Requirements: The runs analysed here are only in access-nri-intake-catalog version 0.1.0 or newer. This is included in conda/analysis3-23.10 or newer modules from /g/data/hh5/public/modules.

OM2 Experiments:

These are the ACCESS-OM2 runs we are going to use, we can compare results from prototype runs forced with ERA5 against normal runs using JRA55do, as described on the ACCESS_HIVE. To compare against the observational datasets, we use IAF (Inter-Annual Forcing). N.B. The JRA55do runs used here a slightly different to the typical (e.g. 025deg_jra55_iaf_omip2_cycle6) in the model version used and the timeframes evaluated.

[1]:
RUNS = {
    "025deg_era5": ["025deg_era5_iaf"],  # (our name: run name(s))
    "025deg_jra55": ["025deg_jra55_iaf_era5comparison"],
    "1deg_era5": ["1deg_era5_iaf"],
    "1deg_jra55": ["1deg_jra55_iaf_era5comparison"],
}

We are going to look at Sea Ice Concentration and Sea Ice Volume

[2]:
VARS = ["aice_m", "hi_m" ]  # ice area fraction or sea ice concentration, ice thickness averaged by grid cell area
VARS_2D = ["area_t", "geolat_t", "geolon_t"]

Observational Data:

Sea Ice concentration is measured through passive microwave remote sensing. We are going to use the NSIDC CDR Dataset (described at nsidc.org)

[3]:
OBS_TIME_SLICE = slice("1979", "2022")
sh_obs_url = "https://polarwatch.noaa.gov/erddap/griddap/nsidcG02202v4shmday"
nh_obs_url = "https://polarwatch.noaa.gov/erddap/griddap/nsidcG02202v4nhmday"

Load depenencies:

[4]:
from intake import cat
from datatree import DataTree, map_over_subtree

from dask.distributed import Client

import xarray as xr
import numpy as np
from datetime import timedelta
import cf_xarray as cfxr
import xesmf

# plotting
import matplotlib.pyplot as plt
import cartopy.crs as ccrs
import cmocean.cm as cmo
import matplotlib.lines as mlines

A standard way to calculate climatologies. (We start in 1991 as earlier decades are influenced by model spin-up for 0.25deg runs which only start in 1980.)

[5]:
CLIMAT_TIME_SLICE = slice("1991", "2020")


def climatology(ds):
    return ds.sel(time=CLIMAT_TIME_SLICE).groupby("time.month").mean("time")

Start a dask client

[6]:
client = Client(threads_per_worker=1)
[7]:
client
[7]:

Client

Client-82739af4-af4f-11ee-a8ab-00000087fe80

Connection method: Cluster object Cluster type: distributed.LocalCluster
Dashboard: /proxy/8787/status

Cluster Info

Open the ACCESS-NRI Intake Catalog

[8]:
catalog = cat.access_nri

Load the ACCESS-OM2 results

For CICE data in OM2, we need to do some wrangling to make it easier to deal with. This is described in more detail in DocumentedExamples/SeaIce_Plot_Example. Its included in this function:

[9]:
def open_by_name(name, vars):
    """Return a dataset for the requested name and vars"""
    return (
        catalog[name]
        .search(variable=vars)
        .to_dask(
            xarray_open_kwargs={
                "chunks": {"time": "auto", "ni": -1, "nj": -1},
                "decode_coords": False,
            },
            xarray_combine_by_coords_kwargs={
                "compat": "override",
                "data_vars": "minimal",
                "coords": "minimal",
            },
        )
    )
[10]:
def open_by_experiment(exp_name, vars):
    """Concatenate any datasets provided for this experiment into one ds, and add area and geo coordinates"""
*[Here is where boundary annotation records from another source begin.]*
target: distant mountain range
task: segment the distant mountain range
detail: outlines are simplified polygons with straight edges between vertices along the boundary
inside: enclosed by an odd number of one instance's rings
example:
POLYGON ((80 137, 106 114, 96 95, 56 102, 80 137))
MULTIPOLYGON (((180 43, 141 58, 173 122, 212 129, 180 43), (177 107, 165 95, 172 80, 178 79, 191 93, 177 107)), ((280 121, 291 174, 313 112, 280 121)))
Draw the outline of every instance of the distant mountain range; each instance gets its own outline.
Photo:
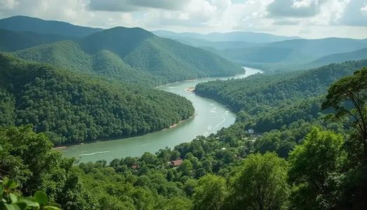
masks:
POLYGON ((201 39, 209 41, 243 41, 250 43, 266 43, 301 38, 298 36, 276 36, 270 34, 248 31, 234 31, 228 33, 175 33, 168 31, 154 31, 154 34, 173 39, 201 39))
POLYGON ((102 29, 76 26, 65 22, 44 20, 27 16, 13 16, 1 19, 0 20, 0 29, 75 37, 83 37, 103 30, 102 29))
MULTIPOLYGON (((24 35, 24 40, 29 35, 18 34, 24 35)), ((39 38, 44 36, 39 35, 39 38)), ((46 41, 40 42, 46 43, 46 41)), ((0 42, 0 48, 3 46, 6 46, 6 43, 0 42)), ((13 54, 76 71, 151 85, 199 77, 230 76, 243 71, 239 65, 213 52, 156 36, 140 28, 116 27, 76 40, 36 46, 13 54)))
POLYGON ((14 55, 24 59, 151 85, 233 75, 241 72, 239 65, 288 71, 367 58, 362 50, 367 39, 302 39, 246 31, 152 34, 26 16, 0 20, 0 38, 1 51, 17 51, 14 55))
POLYGON ((12 52, 50 43, 73 37, 59 34, 43 34, 31 31, 13 31, 0 29, 0 51, 12 52))

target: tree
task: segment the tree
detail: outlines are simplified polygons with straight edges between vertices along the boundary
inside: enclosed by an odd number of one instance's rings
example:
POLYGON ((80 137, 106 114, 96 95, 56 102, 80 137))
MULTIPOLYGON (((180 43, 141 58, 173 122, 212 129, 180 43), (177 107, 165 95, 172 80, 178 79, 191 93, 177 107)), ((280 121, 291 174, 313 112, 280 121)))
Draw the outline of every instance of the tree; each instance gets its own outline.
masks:
POLYGON ((335 116, 349 115, 357 130, 356 138, 361 148, 362 158, 367 164, 367 68, 356 71, 334 83, 328 89, 323 108, 333 108, 335 116))
POLYGON ((295 185, 291 197, 295 209, 329 209, 335 205, 336 186, 333 180, 344 156, 342 145, 342 136, 314 127, 303 144, 291 153, 288 174, 295 185))
POLYGON ((249 155, 231 181, 227 209, 283 209, 288 195, 287 162, 274 153, 249 155))
POLYGON ((221 209, 227 197, 227 186, 222 177, 208 174, 199 180, 193 195, 194 209, 221 209))

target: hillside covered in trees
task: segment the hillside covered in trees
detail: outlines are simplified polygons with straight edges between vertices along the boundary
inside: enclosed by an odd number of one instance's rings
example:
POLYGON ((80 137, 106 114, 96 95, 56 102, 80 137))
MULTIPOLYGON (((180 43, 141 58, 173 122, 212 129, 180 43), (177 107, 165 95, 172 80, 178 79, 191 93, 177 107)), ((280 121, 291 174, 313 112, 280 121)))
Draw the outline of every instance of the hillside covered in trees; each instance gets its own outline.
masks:
POLYGON ((237 120, 263 132, 316 118, 327 87, 366 66, 363 59, 292 74, 211 81, 196 85, 195 92, 228 105, 239 113, 237 120))
POLYGON ((73 166, 32 127, 1 128, 1 176, 17 181, 25 196, 44 190, 65 209, 363 209, 367 68, 357 69, 326 89, 319 108, 333 109, 334 122, 295 121, 255 136, 237 122, 155 155, 109 163, 73 166), (326 128, 333 123, 338 126, 326 128), (283 158, 258 150, 276 137, 293 140, 283 158), (178 166, 170 162, 177 160, 178 166))
POLYGON ((32 124, 56 144, 141 135, 194 114, 186 99, 0 54, 0 126, 32 124))
POLYGON ((140 28, 112 28, 75 41, 24 49, 14 55, 76 72, 149 86, 243 72, 240 66, 213 52, 156 36, 140 28))

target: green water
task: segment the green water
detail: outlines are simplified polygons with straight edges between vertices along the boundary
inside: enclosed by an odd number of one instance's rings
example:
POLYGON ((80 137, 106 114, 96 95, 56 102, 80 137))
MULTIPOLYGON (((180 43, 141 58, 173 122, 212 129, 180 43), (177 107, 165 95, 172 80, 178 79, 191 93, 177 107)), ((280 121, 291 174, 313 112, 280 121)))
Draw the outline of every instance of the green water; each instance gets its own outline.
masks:
POLYGON ((183 142, 188 142, 196 136, 207 136, 222 127, 229 127, 235 120, 236 115, 225 106, 209 99, 196 95, 186 90, 199 83, 216 79, 243 78, 261 72, 260 70, 245 67, 246 74, 233 77, 208 78, 182 81, 161 85, 157 88, 169 91, 190 100, 195 108, 195 116, 176 127, 144 136, 103 141, 69 146, 61 149, 67 157, 75 157, 81 162, 95 162, 99 160, 111 161, 114 158, 128 156, 140 156, 145 152, 155 153, 166 146, 173 148, 183 142))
    # get the data for each run of this config
    cice_ds = xr.concat(
        [open_by_name(iName, vars) for iName in RUNS[exp_name]], dim="time"
    )

    # We also want the area/lat/lon fields, but these are not time dependent.
    area_ds = xr.merge(
        [
            xr.open_dataset(
                catalog[RUNS[exp_name][0]]
                .search(variable=iVar)
                .df.path[0]
                # path of the first file with the area field, the geolon field and the geolat field
            ).drop_vars("time")
            for iVar in VARS_2D
        ]
    )

    # Label the lats and lons
    cice_ds.coords["ni"] = area_ds["xt_ocean"].values
    cice_ds.coords["nj"] = area_ds["yt_ocean"].values

    # Copy attributes for cf compliance
    cice_ds.ni.attrs = area_ds.xt_ocean.attrs
    cice_ds.nj.attrs = area_ds.yt_ocean.attrs

    cice_ds = cice_ds.rename(({"ni": "xt_ocean", "nj": "yt_ocean"}))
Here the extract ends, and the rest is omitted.